S'il faut parler d'une héroïne moderne qui sait défroquer les pires connards de la Terre, alors, parlons de Beatrix Kiddo. The Bride est un personnage crée par Quentin Tarantino et Uma Thurman, sur le plateau de Pulp Fiction. En plus d'être une redoutable tueuse, le personnage incarné à l'écran par Thurman est doté d'une force psychique inébranlable, pouvant presque survivre à tout. Bien sûr, les plus sceptiques répliqueront que revenge is a dish best served cold, que l'oxygène qui alimente les poumons de Beatrix fonctionne plus à la rage qu'à la force. Mais là n'est pas la question. Bien sûr, on peut se poser la question de savoir si le personnage de la mariée est un clin d'oeil à « La mariée était en noir », un film de François Truffaut où Jeanne Moreau, venge la mort de son fraîchement mari*.
Beatrix Kiddo était une tueuse à gage plutôt douée, qui, un jour, a malencontreusement découvert qu'elle était enceinte de son boss, Bill. Beatrix a donc quitté précipitamment les Deadly Vipers (ses comparses tueurs) pour mener une vie tranquille à l'abri des tarés psychopathes de ce monde, avec un type plutôt simple mais sympa. Le jour de leur mariage, Bill et les Deadly Vipers font une apparition mémorable, puisqu'ils tuent tout le monde, même Beatrix. Manque de pot, il en faut plus qu'une balle dans la tête pour tuer la jeune femme, puisqu'après quatre ans dans le coma, elle se réveille, avec une furieuse envie de buter tous ceux qui ont détruit son bonheur et l'ont privé de sa fille. Commence donc une suite de combats, d'affrontements sanglants, de katanas, de couteaux, de virées dans le désert, et de technique des cinq points.
Bien entendu, The Bride réussira, au terme de deux films culottés, qui seront des clins d'oeil à la culture cinématographique (des films de katanas aux western spaghetti), à se venger de Bill.
Beatrix Kiddo est un peu l'archétype de la femme que les féministes défendent : elle n'a peur de rien, veut protéger ce qui lui reste d'honneur, et n'hésite pas à dégommer le cul de ceux qui ont essayé de la clouer dans un cercueil. Rares sont des héroïnes si déterminées, si prêtes à tout (sauf Nicole Kidman dans To Die For, ok, pour le clin d'oeil), si fortes.

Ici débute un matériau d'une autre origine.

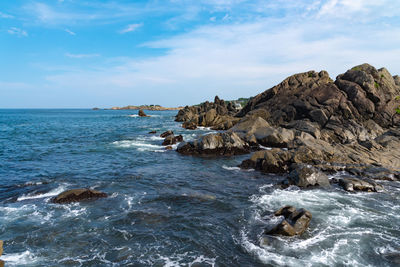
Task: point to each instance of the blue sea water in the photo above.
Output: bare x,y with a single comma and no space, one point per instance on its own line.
165,209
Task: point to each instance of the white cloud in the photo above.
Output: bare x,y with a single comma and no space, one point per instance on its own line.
70,32
131,28
5,16
81,55
18,32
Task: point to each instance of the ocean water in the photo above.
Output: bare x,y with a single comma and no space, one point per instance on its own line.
165,209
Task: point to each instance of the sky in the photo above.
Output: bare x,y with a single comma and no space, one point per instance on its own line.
83,54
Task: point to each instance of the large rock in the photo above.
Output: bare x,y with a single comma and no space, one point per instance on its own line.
354,184
305,176
217,115
77,195
295,222
142,114
226,144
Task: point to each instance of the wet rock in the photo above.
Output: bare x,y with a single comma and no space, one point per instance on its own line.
295,222
142,114
190,125
171,140
226,144
77,195
354,184
165,134
305,176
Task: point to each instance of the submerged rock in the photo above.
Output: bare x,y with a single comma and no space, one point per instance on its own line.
354,184
167,133
142,114
77,195
306,176
295,222
226,144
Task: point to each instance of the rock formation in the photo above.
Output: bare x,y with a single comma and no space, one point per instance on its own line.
217,115
141,113
295,222
77,195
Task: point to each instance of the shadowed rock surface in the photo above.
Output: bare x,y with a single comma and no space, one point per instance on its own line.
217,115
77,195
295,222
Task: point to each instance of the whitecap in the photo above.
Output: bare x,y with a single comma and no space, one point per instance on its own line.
230,168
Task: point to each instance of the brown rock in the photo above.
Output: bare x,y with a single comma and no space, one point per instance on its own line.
77,195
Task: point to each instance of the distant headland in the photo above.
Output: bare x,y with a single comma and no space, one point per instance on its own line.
143,107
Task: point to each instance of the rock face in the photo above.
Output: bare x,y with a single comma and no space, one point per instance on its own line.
353,184
217,115
171,140
305,176
77,195
357,106
332,125
295,222
142,114
224,144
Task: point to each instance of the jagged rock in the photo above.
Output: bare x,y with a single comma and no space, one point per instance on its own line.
77,195
171,140
305,176
226,144
190,125
142,114
167,133
354,184
216,115
295,222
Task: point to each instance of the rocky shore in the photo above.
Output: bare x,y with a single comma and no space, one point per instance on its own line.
143,107
308,126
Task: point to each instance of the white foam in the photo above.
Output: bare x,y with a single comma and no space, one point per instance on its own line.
230,168
25,257
51,193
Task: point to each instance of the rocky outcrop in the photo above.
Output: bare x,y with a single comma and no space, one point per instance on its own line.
223,144
172,139
295,222
352,184
77,195
141,113
305,176
167,133
217,115
355,107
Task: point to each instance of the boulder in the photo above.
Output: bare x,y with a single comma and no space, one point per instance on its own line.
171,139
77,195
190,125
354,184
165,134
226,144
295,222
142,114
305,176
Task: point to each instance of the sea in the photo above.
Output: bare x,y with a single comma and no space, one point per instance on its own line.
163,208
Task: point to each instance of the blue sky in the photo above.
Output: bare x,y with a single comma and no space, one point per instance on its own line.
76,53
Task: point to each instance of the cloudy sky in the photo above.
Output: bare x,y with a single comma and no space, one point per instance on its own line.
77,53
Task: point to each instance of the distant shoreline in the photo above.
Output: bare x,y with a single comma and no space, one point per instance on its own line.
144,107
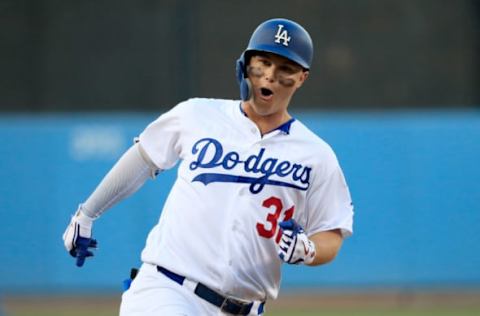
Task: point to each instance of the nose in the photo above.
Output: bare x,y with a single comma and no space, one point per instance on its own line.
270,74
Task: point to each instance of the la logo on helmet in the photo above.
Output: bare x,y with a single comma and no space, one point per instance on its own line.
282,35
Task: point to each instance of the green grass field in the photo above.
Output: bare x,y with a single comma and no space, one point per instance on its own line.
306,305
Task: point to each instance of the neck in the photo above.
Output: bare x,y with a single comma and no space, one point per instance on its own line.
267,122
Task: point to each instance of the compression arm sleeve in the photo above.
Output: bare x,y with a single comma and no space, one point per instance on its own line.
125,178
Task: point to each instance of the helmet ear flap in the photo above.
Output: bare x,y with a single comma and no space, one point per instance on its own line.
242,79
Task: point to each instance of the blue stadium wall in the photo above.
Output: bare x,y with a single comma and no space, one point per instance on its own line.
413,177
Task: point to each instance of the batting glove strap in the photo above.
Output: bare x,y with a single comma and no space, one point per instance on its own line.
77,237
294,246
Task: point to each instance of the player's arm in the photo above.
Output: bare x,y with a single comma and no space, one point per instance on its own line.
327,245
296,247
125,178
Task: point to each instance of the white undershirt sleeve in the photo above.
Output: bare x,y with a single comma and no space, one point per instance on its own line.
125,178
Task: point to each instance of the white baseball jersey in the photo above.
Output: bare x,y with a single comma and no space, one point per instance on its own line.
219,224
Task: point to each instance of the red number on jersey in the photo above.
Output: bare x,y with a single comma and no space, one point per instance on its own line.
269,230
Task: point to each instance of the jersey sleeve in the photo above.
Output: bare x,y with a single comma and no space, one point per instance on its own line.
161,139
329,205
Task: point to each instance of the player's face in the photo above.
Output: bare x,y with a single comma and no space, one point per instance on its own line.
274,80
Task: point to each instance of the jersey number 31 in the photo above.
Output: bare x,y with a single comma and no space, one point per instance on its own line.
269,230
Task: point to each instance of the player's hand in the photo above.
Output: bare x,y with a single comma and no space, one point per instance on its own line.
294,246
78,237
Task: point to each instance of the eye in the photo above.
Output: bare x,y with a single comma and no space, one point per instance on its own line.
287,69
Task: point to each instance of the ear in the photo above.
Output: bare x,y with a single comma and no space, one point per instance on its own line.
303,78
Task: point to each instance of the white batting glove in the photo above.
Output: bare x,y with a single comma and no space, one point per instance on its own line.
78,237
295,247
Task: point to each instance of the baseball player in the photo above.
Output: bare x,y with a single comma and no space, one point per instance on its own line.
255,189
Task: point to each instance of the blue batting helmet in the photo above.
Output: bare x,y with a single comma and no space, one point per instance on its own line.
279,36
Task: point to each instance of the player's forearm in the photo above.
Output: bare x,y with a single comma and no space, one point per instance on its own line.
126,177
327,245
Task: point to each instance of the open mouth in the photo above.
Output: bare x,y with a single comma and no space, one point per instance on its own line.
266,92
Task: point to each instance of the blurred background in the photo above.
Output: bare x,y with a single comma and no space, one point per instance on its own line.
394,89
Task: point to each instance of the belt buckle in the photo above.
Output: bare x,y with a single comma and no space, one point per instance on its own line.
238,305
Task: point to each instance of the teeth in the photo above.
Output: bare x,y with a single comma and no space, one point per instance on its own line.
266,92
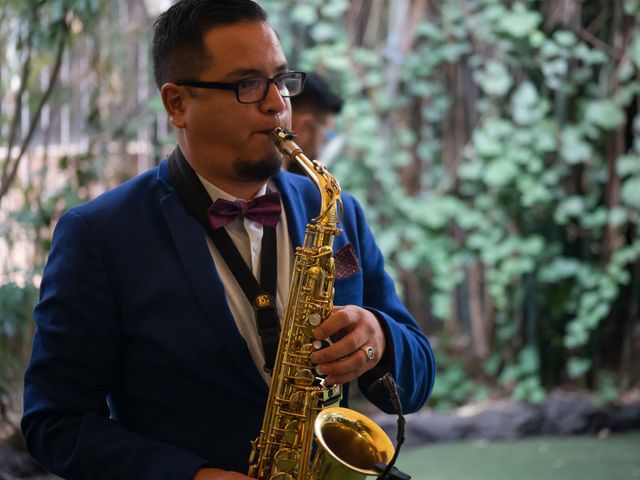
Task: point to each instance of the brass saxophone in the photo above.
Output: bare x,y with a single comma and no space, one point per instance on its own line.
301,409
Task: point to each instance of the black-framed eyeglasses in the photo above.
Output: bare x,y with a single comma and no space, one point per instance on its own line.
255,89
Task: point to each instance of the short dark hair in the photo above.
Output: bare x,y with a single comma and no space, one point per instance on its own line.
178,37
318,95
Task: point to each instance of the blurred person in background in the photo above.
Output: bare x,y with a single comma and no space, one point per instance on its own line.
313,117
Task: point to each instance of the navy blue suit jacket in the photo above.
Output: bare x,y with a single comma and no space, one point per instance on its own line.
138,370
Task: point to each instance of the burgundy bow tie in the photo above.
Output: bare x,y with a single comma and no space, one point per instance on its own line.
264,209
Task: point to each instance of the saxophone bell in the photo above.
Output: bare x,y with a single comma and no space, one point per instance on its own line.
349,446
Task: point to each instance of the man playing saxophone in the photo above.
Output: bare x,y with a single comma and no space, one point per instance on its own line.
155,326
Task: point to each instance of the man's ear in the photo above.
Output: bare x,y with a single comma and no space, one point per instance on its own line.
174,98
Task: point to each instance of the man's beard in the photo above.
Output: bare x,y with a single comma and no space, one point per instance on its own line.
261,170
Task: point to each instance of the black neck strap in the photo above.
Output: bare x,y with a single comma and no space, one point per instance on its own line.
262,296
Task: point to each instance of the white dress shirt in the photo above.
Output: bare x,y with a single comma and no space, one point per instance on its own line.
247,236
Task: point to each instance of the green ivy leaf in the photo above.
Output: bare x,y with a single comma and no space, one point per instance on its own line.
630,192
494,79
604,114
576,366
520,22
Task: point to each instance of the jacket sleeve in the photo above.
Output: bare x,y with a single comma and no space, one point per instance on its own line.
73,367
408,356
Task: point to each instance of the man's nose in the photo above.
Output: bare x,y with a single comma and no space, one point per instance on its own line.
273,102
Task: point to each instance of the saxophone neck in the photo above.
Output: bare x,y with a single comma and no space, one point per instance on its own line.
327,185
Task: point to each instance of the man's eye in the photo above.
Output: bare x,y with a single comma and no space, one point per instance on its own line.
250,83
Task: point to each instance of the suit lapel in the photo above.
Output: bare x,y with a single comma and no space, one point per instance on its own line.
193,252
294,209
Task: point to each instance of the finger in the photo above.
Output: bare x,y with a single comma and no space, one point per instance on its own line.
338,320
340,349
344,370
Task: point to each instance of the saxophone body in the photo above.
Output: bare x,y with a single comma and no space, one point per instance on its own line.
305,435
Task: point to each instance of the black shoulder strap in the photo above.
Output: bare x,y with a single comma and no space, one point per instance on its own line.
196,200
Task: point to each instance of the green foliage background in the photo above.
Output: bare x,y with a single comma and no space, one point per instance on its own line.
493,143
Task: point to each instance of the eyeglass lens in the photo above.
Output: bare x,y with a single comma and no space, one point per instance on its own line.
256,89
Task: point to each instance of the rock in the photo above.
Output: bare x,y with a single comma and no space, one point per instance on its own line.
15,464
560,414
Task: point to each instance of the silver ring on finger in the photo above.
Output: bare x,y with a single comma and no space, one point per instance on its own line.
369,352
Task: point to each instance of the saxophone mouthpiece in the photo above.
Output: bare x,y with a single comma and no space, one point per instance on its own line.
281,134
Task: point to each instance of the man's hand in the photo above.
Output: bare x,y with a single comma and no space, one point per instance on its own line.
217,474
356,330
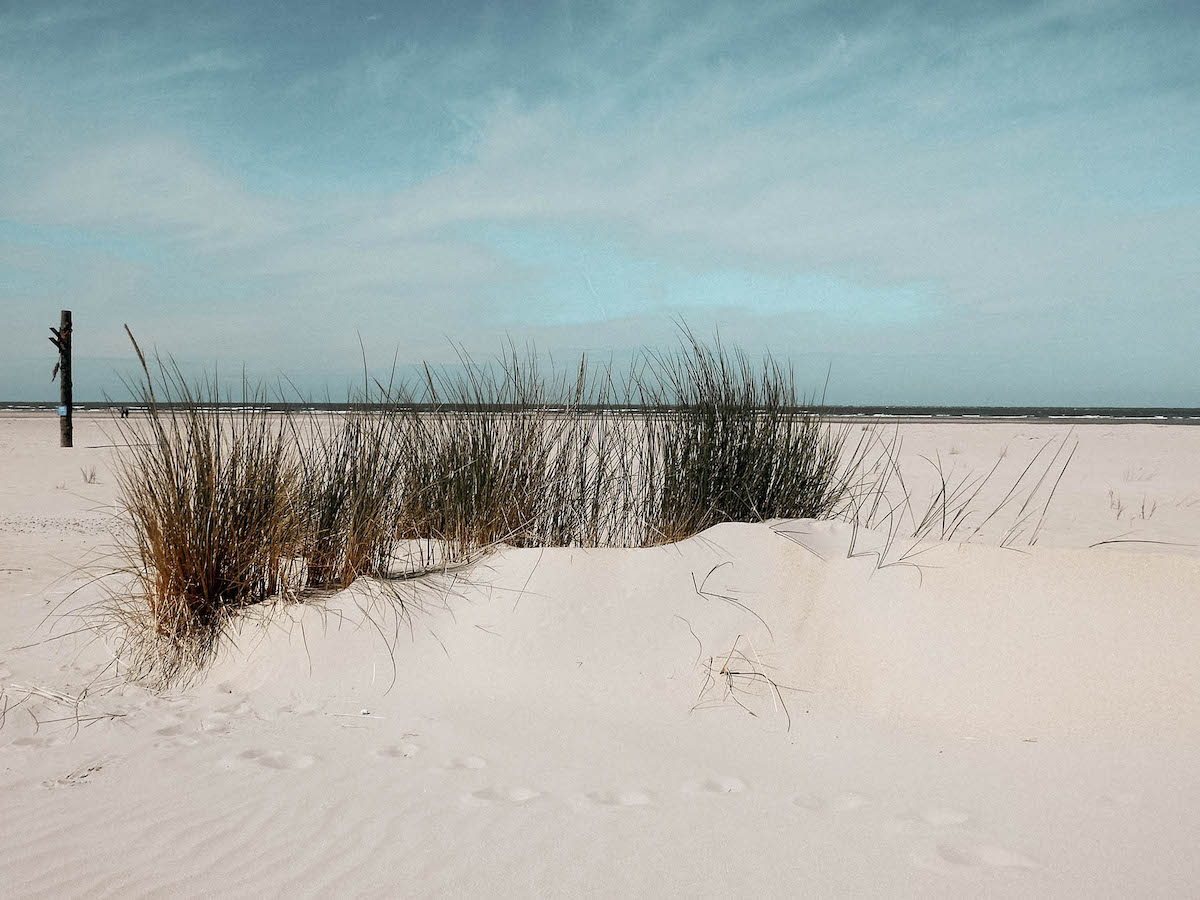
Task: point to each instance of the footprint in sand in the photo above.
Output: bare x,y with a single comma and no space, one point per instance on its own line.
505,795
715,785
983,855
846,802
279,760
930,821
468,762
399,751
622,798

Kick-Ass était un des films phénomènes de l'année, proposant une autre vision des super héros. C'était également l'occasion de découvrir Hit Girl, celle qui te frappe avant que tu aies eu le temps de faire « ouille ». La jeune Chloë Grace Moretz prenait les traits de la gamine surdouée (dans tous les sens du terme), que ce soit en matière de "kick ass" ou de psychologie, de maturité. En plus d'être d'une rapidité et d'une efficacité à faire passer Jackie Chan pour un vendeur de journaux, Hit Girl est une jeune fille sensible, intelligente, qui a un sacré caractère et sait ce qu'elle veut. D'ailleurs, le célèbre Kick-Ass n'arriverait à rien si Hit Girl n'était pas là pour lui sauver les miches de temps en temps.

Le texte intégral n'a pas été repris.